銀髪の老騎士は外套を翻しながら、集まった騎士たちを見下ろしていた。
「北方情勢は依然として不安定だ。帝国内における反乱軍の活動は活発化しつつある」
空気が僅かに張り詰める。
「聖王国も、いずれ無関係ではいられん」
淡々とした口調。
だがその声音には、実戦を知る者だけが持つ重みがあった。
ジンは無意識に拳を握る。
記憶はない。
それでも、この二年間で身体へ染み込んだものは確かに存在していた。
鍛錬。
呼吸。
戦い方。
特に最近は、短剣の扱いが妙に身体へ馴染んでいる。
逆手持ち。
重心移動。
引き斬り。
どれも考えるより先に身体が動いてしまう。
(東方の記憶……なのか?)
答えはない。
ただの訓練成果なのかもしれない。
だが時折、自分でも怖くなるほど自然に刃が動く瞬間があった。
「演習開始!」
号令と同時に、雪原の空気が変わる。
模擬戦形式。
今回はルシャ率いる主力部隊と、新人混合部隊との対抗戦だった。
ジンもまた訓練生として前線へ配置されている。
冷気で鼻腔が痺れる。
だが身体は驚くほど滑らかに動いた。
「目標中央突破!」
新人部隊を率いる若いエルフの女性が叫ぶ。
翡翠色の長髪が雪風に靡いた。
だがジンは違和感を覚える。
(背中が高い……)
突撃へ意識を取られ、防御姿勢が甘い。
昨年末に入団したばかりの指揮官だった。

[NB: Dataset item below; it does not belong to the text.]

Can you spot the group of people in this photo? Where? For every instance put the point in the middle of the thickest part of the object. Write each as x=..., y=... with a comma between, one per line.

知識はあっても、実戦経験が浅い。
その瞬間だった。
主力側が横陣形へ切り替わる。
ルシャの判断だ。
新人側の中央を潰すための動き。
「っ……!」
ジンは反射的に短剣を逆手へ持ち替えた。
考えるより先に身体が動く。
重心を低く落とす。
雪面を滑るように踏み込み、敵役騎士の視界へ飛び込んだ。
(ここで牽制を――)
短剣が閃く。
模擬刃が相手の剣筋を逸らし、一瞬だけ中央へ隙間を生み出した。
周囲がざわつく。
訓練生とは思えない体捌きだった。
まるで実戦慣れした斥候兵のような動き。
だが――
「甘い!」
低い声。
次の瞬間、ルシャの木剣が雪煙を裂いた。
ガンッ!!
凄まじい衝撃。
ジンの身体が吹き飛び、雪上へ叩きつけられる。
肺から空気が抜けた。
視界が白く染まる。
「突出するな!」
ルシャの叱責が飛ぶ。
「訓練生が単独で前へ出れば、真っ先に死ぬぞ!」
その言葉が胸へ刺さる。
戦場を知る者の声だった。
結局、演習は主力部隊の圧勝で終わった。
だが演習後、騎士たちの視線は何度もジンへ向いていた。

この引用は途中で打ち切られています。